Ecclesiastes warns us that there’s nothing new under the sun. This applies to Stoicism, an ancient philosophy that’s making a modern comeback.
Ryan Holliday has written a bestselling book on Stoicism called The Ego is the Enemy. Tim Ferriss has turned Seneca’s letters into an audiobook series. The New York Times published an article called “How to Be a Stoic.”
What is Stoicism, and why does it matter?
What is Stoicism?
Stoicism is a philosophy that arose during the Hellenistic period. It was founded by Zeno of Cyprus (334-262 BC).
According to Stoicism, the world is governed by impersonal forces, and the totality of the universe is divine. The universe, including the divine, occasionally collapses into fire, and then the cycle repeats again.
Everything happens as a result of natural law. The only thing that exists are physical objects. Even intangible objects, like the soul or virtues, are actually physical. Knowledge comes through reason. Ethics, like everything else, are based on natural law.
We should live an accord with nature, simply accepting our fate. We shouldn’t strive to get what we want; we should instead strive to want what we get.
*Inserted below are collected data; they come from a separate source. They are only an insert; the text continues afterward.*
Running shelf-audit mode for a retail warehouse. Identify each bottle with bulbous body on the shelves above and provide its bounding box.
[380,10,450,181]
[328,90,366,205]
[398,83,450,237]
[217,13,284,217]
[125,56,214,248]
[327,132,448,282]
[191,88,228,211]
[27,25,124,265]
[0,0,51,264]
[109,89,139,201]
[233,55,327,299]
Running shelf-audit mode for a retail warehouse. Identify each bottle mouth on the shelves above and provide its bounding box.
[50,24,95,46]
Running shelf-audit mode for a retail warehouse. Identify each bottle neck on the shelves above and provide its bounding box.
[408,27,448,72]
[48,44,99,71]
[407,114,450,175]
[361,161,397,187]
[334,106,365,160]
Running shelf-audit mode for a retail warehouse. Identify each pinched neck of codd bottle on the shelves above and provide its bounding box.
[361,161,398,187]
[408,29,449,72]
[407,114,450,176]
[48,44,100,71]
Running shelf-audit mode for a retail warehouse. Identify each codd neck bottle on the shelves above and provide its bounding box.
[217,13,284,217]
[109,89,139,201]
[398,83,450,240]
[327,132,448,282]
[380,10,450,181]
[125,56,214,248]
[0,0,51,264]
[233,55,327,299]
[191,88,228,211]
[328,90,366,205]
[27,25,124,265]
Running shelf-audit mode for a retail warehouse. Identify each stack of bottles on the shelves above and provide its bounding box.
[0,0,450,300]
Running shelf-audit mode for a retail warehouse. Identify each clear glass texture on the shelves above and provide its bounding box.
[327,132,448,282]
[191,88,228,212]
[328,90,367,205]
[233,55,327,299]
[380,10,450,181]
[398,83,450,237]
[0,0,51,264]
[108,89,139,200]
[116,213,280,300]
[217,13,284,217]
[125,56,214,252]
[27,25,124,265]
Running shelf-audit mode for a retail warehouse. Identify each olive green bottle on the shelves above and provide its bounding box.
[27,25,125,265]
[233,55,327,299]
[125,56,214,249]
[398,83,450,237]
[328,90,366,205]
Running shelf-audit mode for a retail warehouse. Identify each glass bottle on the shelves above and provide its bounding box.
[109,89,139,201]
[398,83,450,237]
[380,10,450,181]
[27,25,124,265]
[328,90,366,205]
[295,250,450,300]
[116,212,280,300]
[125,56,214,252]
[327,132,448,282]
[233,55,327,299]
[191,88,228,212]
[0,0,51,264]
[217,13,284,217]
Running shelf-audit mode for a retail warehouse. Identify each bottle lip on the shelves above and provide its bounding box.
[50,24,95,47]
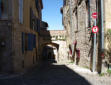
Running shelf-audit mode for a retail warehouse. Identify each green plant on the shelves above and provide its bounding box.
[99,73,105,76]
[107,69,111,75]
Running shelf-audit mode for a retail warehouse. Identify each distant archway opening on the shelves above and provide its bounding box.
[41,43,59,62]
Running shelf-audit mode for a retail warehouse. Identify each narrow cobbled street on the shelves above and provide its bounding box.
[0,62,111,85]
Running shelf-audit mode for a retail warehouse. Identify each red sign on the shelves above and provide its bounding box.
[92,26,99,33]
[92,12,97,19]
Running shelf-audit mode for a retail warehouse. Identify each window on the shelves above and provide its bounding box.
[0,0,8,19]
[19,0,23,24]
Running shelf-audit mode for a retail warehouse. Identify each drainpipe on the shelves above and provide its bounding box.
[98,0,104,73]
[100,0,104,70]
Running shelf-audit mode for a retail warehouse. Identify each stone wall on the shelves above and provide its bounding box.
[63,0,96,67]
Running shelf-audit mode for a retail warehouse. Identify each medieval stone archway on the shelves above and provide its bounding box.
[41,42,59,62]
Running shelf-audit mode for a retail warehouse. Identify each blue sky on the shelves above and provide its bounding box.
[42,0,63,30]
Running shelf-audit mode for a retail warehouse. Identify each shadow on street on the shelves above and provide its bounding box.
[0,61,91,85]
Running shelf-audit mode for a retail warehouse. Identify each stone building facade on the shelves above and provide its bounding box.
[0,0,43,72]
[62,0,96,68]
[39,30,68,62]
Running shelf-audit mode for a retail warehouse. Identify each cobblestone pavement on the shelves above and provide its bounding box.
[0,62,111,85]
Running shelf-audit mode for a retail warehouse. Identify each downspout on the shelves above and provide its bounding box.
[69,0,74,55]
[100,0,104,71]
[100,0,104,52]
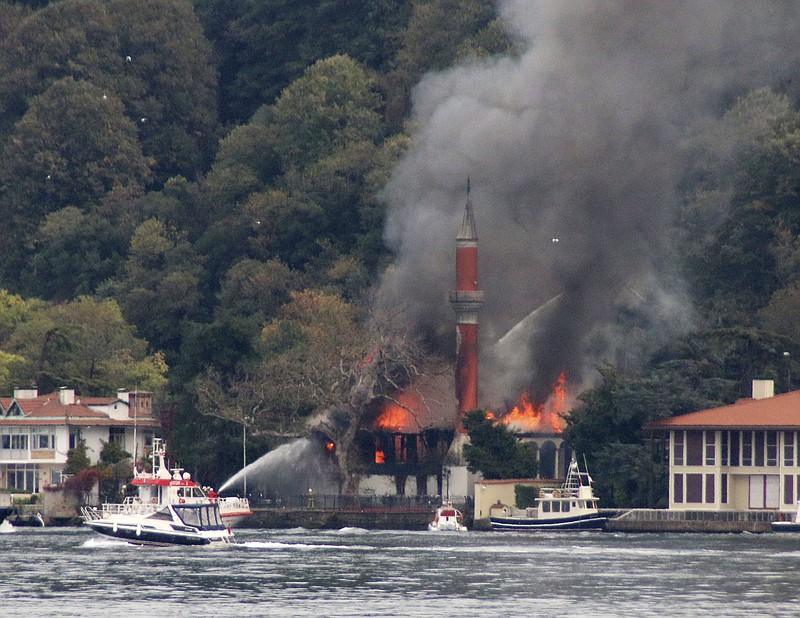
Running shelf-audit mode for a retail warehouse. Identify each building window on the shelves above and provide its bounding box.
[0,433,28,451]
[742,431,753,466]
[783,431,797,466]
[8,462,39,493]
[69,427,81,450]
[672,431,684,466]
[767,431,778,466]
[706,474,715,503]
[753,431,764,466]
[31,427,56,451]
[720,431,731,466]
[672,474,684,503]
[703,431,717,466]
[686,474,703,503]
[730,431,742,466]
[108,427,125,448]
[686,431,703,466]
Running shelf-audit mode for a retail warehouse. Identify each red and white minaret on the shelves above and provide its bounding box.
[450,181,483,433]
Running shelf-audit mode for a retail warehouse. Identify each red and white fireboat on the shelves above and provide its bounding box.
[428,501,467,532]
[81,438,253,545]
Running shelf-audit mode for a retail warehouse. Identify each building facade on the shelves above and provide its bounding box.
[649,380,800,512]
[0,388,160,493]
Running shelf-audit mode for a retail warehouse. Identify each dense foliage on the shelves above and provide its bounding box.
[0,0,800,498]
[464,410,537,479]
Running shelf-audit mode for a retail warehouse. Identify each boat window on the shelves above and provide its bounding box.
[175,508,201,526]
[148,507,172,521]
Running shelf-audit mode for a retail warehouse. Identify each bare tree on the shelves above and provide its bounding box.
[196,290,442,493]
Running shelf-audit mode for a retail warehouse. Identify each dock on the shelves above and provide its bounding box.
[603,509,781,533]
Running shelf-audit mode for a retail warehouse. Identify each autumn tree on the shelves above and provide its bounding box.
[102,219,202,351]
[464,410,538,479]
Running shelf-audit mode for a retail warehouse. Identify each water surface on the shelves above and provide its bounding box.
[0,528,800,617]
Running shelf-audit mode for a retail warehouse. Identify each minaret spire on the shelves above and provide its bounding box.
[450,178,483,432]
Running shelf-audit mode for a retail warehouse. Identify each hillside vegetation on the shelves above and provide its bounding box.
[0,0,800,496]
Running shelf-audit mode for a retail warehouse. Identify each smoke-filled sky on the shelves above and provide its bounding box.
[383,0,800,406]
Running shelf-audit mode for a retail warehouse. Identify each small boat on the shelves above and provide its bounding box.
[489,458,608,530]
[81,438,253,545]
[84,502,234,545]
[428,502,467,532]
[770,500,800,532]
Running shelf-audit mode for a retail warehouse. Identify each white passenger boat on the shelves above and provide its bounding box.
[81,438,253,545]
[84,502,234,545]
[770,500,800,532]
[489,458,608,530]
[428,502,467,532]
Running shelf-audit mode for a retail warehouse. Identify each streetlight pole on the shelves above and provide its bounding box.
[783,352,792,390]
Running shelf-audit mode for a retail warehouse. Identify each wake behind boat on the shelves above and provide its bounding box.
[84,503,234,545]
[81,438,252,545]
[489,458,608,530]
[770,500,800,532]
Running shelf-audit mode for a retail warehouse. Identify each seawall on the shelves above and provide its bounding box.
[603,509,780,533]
[237,508,433,530]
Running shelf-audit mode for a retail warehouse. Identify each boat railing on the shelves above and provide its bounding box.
[214,496,250,511]
[99,496,159,516]
[539,487,579,498]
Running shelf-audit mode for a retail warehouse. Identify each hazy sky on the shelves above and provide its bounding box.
[383,0,800,406]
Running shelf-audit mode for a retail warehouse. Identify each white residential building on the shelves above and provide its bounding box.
[0,388,160,492]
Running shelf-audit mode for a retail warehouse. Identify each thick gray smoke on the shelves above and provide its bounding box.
[383,0,800,405]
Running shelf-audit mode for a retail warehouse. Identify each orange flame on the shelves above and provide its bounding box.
[375,392,421,433]
[486,371,568,433]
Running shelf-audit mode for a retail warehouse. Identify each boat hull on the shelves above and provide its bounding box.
[489,514,608,530]
[86,521,233,545]
[771,521,800,532]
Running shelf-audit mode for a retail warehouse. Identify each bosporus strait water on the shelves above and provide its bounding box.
[0,528,800,618]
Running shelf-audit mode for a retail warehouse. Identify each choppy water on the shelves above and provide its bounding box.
[0,528,800,617]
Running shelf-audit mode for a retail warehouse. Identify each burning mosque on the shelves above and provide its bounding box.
[223,0,800,495]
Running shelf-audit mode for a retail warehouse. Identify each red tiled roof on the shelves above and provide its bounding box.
[75,397,119,406]
[647,391,800,429]
[0,392,159,427]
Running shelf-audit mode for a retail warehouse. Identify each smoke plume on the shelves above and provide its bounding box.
[383,0,800,405]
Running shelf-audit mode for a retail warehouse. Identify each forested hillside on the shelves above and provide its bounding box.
[0,0,800,490]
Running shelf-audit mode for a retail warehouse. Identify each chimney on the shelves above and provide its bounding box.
[14,386,39,399]
[450,180,483,426]
[753,380,775,399]
[58,386,75,406]
[128,392,153,418]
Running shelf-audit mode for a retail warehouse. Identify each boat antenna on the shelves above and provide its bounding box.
[128,384,139,474]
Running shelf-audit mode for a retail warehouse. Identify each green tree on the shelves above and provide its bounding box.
[64,440,92,476]
[464,410,538,479]
[6,296,167,394]
[264,55,383,168]
[22,206,128,300]
[107,219,202,351]
[1,77,149,217]
[0,0,217,183]
[195,0,410,122]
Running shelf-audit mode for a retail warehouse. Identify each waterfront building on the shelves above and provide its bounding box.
[648,380,800,512]
[0,388,160,493]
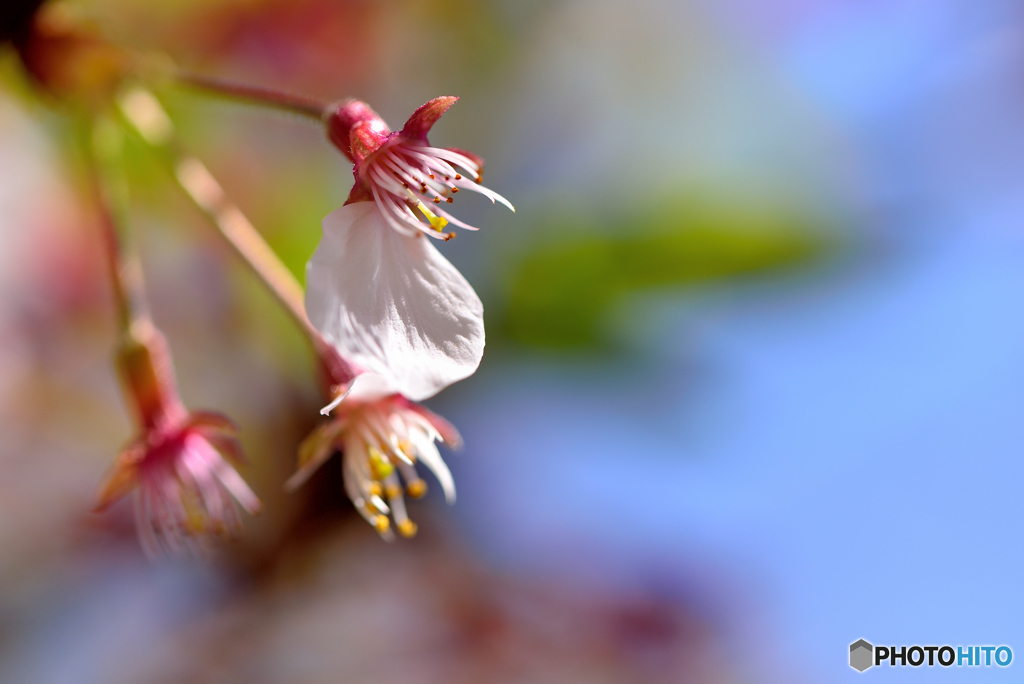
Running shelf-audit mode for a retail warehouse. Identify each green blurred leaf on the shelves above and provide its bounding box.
[501,197,825,348]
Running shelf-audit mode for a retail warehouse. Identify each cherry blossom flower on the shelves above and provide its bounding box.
[306,97,512,400]
[286,374,462,541]
[96,321,262,556]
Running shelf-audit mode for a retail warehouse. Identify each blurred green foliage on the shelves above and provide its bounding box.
[499,201,827,349]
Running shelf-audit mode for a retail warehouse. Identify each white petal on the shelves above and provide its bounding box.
[346,373,398,402]
[306,202,483,400]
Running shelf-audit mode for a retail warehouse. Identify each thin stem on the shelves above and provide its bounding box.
[86,120,148,333]
[118,87,354,392]
[174,70,328,121]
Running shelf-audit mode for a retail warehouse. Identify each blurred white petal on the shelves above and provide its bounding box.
[306,202,483,400]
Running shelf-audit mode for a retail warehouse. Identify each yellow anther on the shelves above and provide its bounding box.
[417,202,447,232]
[406,480,427,499]
[398,439,416,463]
[370,448,394,480]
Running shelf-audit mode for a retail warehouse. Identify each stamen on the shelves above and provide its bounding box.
[417,202,447,232]
[321,383,352,416]
[406,479,427,499]
[370,446,394,480]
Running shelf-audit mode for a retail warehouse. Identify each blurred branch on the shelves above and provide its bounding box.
[85,114,148,332]
[118,87,354,383]
[174,70,328,122]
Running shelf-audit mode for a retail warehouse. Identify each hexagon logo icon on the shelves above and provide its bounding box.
[850,639,874,672]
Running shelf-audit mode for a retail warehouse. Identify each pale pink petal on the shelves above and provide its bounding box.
[306,202,483,400]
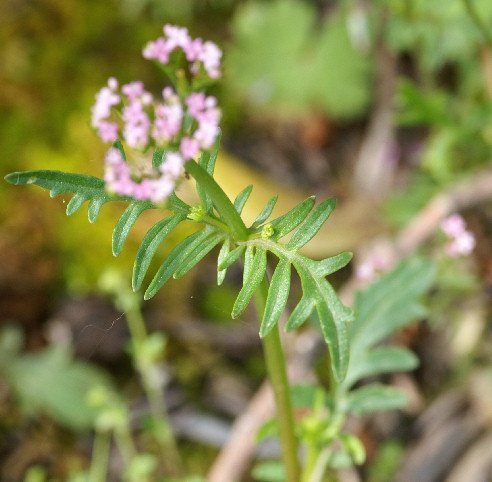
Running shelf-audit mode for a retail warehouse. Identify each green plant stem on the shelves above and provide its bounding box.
[89,431,111,482]
[462,0,492,45]
[185,155,300,482]
[125,302,183,475]
[255,277,300,482]
[185,161,249,241]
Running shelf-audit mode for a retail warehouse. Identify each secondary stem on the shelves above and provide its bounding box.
[255,278,300,482]
[185,153,300,482]
[185,161,249,241]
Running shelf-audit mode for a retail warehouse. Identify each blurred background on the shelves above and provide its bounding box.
[0,0,492,482]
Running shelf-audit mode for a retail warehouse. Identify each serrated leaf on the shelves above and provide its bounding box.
[345,383,408,416]
[251,196,278,229]
[260,258,290,338]
[316,251,354,278]
[231,246,267,318]
[217,238,231,286]
[144,228,210,300]
[112,201,154,256]
[5,170,119,223]
[234,184,253,214]
[173,233,224,279]
[132,214,186,291]
[271,196,316,241]
[218,245,246,271]
[344,346,419,388]
[287,198,337,249]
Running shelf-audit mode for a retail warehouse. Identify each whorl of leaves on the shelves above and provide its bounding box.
[6,143,354,380]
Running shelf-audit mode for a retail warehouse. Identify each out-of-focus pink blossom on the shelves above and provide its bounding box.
[104,148,183,204]
[441,213,466,238]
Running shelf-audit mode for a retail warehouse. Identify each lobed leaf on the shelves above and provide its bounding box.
[344,346,419,388]
[271,196,316,241]
[144,228,211,300]
[234,184,253,214]
[251,196,278,229]
[260,257,290,338]
[112,201,154,256]
[231,246,267,318]
[132,214,186,291]
[5,170,119,223]
[287,198,337,249]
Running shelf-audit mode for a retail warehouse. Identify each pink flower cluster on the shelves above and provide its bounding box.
[91,25,222,203]
[104,147,184,204]
[143,24,222,79]
[441,213,476,258]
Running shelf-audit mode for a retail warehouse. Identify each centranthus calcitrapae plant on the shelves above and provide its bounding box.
[6,25,423,482]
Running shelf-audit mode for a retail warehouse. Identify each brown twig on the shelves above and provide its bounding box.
[208,169,492,482]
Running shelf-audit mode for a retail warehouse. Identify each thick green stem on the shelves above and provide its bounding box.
[185,161,249,241]
[255,278,300,482]
[185,157,300,482]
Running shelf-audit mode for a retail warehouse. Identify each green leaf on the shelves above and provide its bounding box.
[231,246,267,318]
[351,258,436,352]
[251,461,287,482]
[2,345,111,430]
[345,383,408,416]
[234,184,253,214]
[251,196,278,229]
[219,245,246,270]
[316,251,353,278]
[285,296,316,331]
[173,233,224,279]
[271,196,316,240]
[144,228,211,300]
[260,258,290,338]
[217,238,231,286]
[113,201,154,256]
[344,346,419,387]
[132,214,186,291]
[196,134,221,214]
[5,170,122,223]
[287,198,337,249]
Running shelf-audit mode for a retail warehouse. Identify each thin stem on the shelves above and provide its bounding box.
[185,160,249,241]
[89,431,111,482]
[125,293,182,475]
[255,277,300,482]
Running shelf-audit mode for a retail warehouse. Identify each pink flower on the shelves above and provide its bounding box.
[444,231,476,258]
[91,77,121,128]
[163,24,191,50]
[199,41,222,79]
[97,121,118,142]
[441,213,465,238]
[142,37,173,64]
[159,152,184,178]
[179,137,200,159]
[122,100,150,148]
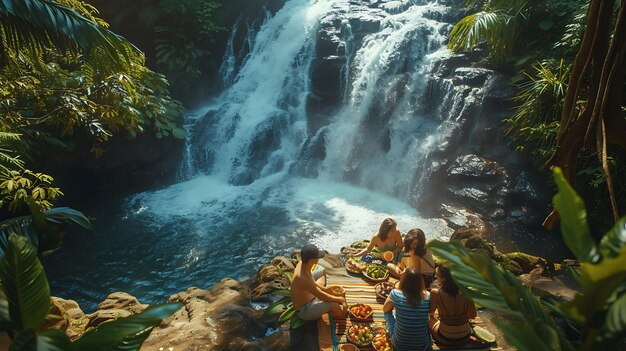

According to Stoicism, we should accept the way the world is. At the same time, we should be engage in public life and embrace humanity as a brotherhood. We’re all, after all, manifestations of one universal spirit.
Living well comes from promoting self-control, inner calm, and unbiased thinking through practices like meditation and living in the moment. The primary thing we can control, according to Stoicism, is our attitude.
Marcus Aurelius writes:
If you accomplish the task before you, following right reason with diligence, energy and patience…if you can hold to this, without fear or expectation, and find fulfillment in what you’re doing now… you will live a happy life” (Medit. 3.12)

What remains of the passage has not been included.